Thursday, September 23, 2004

The Westing Game



The Westing Game by Ellen Raskin, 1978
I don't know why it has taken me so long to get to this book. I think I was inspired by a group of 6th graders who were checking out mysteries. Two of them had selected The Westing Game and it made me realize I had never read it. What an engrossing story! This book won the 1979 John Newbery Medal for distinguished writing for children from the American Library Association, the 1978 Boston Globe - Horn Book Award for Best Fiction for Children, and the 1979 Banta Award for writing excellence in a general literary competition of the Wisconsin Library Association.

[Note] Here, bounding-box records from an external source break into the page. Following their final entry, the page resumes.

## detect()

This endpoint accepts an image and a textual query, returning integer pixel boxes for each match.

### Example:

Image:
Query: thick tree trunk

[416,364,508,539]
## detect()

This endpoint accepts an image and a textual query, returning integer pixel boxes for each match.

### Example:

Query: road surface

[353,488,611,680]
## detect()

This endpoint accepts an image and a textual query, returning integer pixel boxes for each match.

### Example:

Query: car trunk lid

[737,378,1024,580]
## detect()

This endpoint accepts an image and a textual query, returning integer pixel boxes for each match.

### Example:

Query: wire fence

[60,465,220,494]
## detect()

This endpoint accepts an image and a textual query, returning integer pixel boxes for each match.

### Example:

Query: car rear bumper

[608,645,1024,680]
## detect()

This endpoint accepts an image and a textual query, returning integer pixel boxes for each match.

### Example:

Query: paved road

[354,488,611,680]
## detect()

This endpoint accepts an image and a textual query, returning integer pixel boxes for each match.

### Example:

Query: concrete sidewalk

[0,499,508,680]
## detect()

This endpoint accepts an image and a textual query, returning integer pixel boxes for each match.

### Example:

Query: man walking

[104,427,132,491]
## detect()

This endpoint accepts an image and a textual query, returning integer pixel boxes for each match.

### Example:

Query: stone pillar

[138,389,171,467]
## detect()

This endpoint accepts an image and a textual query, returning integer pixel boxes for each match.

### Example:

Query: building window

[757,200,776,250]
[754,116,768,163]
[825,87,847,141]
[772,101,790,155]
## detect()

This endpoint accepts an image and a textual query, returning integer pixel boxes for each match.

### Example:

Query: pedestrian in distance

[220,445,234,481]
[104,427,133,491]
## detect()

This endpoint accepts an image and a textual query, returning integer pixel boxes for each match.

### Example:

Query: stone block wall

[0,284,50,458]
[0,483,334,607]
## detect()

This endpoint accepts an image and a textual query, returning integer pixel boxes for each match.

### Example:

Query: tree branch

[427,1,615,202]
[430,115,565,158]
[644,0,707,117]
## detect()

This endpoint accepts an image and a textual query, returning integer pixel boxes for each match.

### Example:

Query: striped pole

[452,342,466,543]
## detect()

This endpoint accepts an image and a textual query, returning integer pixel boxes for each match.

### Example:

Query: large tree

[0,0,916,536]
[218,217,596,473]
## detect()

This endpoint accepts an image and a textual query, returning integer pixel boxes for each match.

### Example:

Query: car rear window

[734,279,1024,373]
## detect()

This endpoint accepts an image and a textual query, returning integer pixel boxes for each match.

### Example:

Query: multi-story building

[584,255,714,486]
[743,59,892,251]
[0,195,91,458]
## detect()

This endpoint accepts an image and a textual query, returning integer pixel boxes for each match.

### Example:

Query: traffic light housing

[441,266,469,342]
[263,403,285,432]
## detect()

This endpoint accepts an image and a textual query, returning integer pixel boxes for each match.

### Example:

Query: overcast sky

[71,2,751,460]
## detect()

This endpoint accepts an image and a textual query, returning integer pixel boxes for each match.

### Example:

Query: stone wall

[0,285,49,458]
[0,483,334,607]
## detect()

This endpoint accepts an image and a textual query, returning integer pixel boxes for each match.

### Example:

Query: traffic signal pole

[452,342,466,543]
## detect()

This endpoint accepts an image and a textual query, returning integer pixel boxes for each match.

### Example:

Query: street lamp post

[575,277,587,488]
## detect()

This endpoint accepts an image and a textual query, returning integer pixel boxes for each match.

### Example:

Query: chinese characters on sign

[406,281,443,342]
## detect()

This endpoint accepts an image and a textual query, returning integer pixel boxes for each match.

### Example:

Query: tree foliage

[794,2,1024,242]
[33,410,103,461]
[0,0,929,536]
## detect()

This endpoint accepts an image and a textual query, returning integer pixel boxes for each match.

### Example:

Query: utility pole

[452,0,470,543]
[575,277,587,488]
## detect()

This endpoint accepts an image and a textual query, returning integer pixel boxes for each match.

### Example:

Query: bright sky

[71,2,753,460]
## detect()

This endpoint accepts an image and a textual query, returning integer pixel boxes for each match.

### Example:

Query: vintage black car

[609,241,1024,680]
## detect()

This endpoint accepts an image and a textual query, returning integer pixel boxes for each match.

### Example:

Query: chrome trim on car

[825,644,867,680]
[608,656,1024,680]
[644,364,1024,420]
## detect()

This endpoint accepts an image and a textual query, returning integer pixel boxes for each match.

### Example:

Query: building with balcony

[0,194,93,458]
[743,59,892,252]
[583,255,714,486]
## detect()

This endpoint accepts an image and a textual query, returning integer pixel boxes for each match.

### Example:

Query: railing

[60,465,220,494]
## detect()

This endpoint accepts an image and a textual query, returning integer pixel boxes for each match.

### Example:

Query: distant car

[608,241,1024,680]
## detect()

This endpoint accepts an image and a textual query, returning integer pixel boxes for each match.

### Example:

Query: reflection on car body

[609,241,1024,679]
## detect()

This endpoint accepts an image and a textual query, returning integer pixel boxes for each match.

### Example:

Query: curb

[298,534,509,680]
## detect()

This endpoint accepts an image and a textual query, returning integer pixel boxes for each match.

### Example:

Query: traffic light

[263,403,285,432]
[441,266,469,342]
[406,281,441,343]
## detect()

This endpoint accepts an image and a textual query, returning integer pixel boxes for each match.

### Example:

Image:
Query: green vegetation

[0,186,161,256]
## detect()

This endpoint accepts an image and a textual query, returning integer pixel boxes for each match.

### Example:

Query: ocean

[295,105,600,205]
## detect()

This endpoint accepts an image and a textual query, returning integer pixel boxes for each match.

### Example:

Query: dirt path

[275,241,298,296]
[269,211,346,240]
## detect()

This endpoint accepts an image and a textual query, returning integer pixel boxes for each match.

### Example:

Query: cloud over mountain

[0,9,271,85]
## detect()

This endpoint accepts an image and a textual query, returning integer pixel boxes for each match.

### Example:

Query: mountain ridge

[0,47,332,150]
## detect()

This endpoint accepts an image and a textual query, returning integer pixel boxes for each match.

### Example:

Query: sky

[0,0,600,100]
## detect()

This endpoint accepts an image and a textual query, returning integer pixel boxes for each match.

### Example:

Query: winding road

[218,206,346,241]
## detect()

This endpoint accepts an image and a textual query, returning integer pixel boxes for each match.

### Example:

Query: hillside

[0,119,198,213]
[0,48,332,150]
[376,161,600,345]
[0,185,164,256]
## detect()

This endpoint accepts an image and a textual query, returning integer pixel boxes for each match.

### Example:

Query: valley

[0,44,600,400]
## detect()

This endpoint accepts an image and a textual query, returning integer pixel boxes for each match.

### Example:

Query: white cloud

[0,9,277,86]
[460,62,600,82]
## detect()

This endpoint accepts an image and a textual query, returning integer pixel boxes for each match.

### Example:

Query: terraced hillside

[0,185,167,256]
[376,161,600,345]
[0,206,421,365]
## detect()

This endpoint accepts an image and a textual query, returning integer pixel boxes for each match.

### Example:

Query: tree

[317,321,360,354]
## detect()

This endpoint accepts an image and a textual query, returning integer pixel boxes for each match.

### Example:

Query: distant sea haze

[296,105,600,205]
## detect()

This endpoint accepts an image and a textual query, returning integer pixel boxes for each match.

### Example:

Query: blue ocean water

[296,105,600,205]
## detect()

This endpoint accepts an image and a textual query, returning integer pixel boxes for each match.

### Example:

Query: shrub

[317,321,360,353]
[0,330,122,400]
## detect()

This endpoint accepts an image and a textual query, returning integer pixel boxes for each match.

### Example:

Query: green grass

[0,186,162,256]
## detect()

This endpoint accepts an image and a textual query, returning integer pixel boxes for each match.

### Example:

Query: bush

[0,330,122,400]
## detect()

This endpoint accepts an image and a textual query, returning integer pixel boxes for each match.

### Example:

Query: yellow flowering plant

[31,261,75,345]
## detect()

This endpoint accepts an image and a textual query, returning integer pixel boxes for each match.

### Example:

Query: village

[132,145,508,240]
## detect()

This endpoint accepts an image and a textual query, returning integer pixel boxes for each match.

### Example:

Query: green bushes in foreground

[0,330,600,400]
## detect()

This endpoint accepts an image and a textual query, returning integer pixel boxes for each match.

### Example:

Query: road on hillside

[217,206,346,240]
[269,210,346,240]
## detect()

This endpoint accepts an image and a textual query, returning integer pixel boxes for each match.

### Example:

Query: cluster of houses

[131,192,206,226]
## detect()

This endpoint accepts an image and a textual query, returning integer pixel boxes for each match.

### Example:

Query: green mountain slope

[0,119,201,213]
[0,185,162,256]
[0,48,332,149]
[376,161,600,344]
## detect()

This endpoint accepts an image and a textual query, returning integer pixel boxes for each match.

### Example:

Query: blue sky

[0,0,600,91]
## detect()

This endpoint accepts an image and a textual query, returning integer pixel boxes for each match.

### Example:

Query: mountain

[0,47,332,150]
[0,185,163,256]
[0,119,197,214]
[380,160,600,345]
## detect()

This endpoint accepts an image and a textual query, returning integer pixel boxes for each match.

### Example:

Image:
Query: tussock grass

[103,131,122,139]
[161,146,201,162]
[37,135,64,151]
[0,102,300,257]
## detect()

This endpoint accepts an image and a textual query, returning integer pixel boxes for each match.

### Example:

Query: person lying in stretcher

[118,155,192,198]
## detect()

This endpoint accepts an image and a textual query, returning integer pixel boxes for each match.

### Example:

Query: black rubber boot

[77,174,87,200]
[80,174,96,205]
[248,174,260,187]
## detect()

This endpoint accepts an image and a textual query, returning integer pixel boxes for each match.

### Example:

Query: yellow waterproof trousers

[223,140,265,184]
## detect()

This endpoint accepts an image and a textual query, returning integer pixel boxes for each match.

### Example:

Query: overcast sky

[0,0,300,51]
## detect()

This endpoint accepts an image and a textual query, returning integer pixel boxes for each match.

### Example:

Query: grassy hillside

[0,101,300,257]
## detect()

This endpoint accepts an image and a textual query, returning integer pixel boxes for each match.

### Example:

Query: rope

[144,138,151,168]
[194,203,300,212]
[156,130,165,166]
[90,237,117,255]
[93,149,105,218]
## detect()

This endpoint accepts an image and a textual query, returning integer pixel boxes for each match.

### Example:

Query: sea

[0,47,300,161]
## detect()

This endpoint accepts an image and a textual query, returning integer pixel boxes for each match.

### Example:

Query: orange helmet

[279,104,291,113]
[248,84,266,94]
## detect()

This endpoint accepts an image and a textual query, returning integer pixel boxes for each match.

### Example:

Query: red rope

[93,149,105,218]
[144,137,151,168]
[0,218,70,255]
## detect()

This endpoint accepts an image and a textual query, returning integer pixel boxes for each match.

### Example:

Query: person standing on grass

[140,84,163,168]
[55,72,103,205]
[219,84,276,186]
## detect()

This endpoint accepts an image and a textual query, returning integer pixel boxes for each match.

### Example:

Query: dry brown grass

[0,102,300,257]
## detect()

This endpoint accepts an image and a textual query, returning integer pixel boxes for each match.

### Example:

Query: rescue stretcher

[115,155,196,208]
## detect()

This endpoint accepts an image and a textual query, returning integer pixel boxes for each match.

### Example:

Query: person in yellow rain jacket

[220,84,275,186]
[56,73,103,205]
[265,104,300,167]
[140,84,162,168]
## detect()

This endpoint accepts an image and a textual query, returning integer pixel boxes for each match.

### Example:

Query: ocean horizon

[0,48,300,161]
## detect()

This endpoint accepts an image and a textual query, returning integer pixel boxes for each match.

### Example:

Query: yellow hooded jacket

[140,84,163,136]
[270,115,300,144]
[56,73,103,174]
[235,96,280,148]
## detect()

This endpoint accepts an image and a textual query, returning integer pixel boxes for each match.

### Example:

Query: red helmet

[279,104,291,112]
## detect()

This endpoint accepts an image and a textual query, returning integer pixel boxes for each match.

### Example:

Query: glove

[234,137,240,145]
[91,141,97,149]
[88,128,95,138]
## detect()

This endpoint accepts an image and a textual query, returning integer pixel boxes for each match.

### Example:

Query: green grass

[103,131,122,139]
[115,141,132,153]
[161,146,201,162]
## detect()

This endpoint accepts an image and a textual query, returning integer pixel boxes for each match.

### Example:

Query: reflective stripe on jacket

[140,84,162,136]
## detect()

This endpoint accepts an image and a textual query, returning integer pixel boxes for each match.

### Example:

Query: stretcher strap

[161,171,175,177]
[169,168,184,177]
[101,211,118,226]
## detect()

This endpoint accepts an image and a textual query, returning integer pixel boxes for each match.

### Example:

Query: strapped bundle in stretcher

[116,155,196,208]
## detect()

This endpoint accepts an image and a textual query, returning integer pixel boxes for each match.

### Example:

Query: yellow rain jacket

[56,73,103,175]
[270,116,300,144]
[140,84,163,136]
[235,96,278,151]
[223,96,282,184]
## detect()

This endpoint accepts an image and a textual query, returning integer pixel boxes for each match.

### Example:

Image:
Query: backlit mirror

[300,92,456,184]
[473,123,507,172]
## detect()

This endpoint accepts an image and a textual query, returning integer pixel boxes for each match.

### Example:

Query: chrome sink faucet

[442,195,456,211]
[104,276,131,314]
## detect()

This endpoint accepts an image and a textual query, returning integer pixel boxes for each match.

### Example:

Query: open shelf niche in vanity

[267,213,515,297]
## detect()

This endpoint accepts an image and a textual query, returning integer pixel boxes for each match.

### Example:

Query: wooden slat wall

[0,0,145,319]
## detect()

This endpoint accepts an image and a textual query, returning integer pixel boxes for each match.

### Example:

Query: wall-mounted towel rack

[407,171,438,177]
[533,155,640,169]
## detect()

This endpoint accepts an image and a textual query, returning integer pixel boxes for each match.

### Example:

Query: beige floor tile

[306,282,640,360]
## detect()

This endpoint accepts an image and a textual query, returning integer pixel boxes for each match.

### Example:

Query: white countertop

I tend to be a very passive mystery reader and I go along and enjoy the plot. Sometimes I can guess the solution but usually I am content to follow the story to the end when all is revealed. From the first page of this book I was totally engaged and trying to decipher the clues and pondering the suspects. If you have not joined the Westing Game, grab a copy today and get reading. You will enjoy it.

A wonderful tribute to Ellen Raskin is at the University of Wisconsin-Madison website. They also have the manuscript to the book available online with an audiofile of Rasking talking about her book.
Ellen Raskin often remarked during her career that she wished she had known "where children's books come from" while she was a young UW-Madison art student. She wanted to make it possible for future UW-Madison students to see something of the creative process of writing a manuscript, the editorial process and matters concerning page and jacket design, decisions concerning the selection of the typeface, and many other details about creating a children's book.

...we are pleased to be able to help fulfill the author's dream of making the manuscript more widely accessible by showing portions of it on the CCBC's web page and by webcasting the original audiotape that Ellen Raskin recorded at the CCBC on May 2, 1978. These pages have been designed so you can listen to Raskin's words while you view the corresponding parts of the manuscript. Brief explanatory notes also accompany each section so that you can learn what Raskin said about each portion if you are unable to listen to the archived audiotape.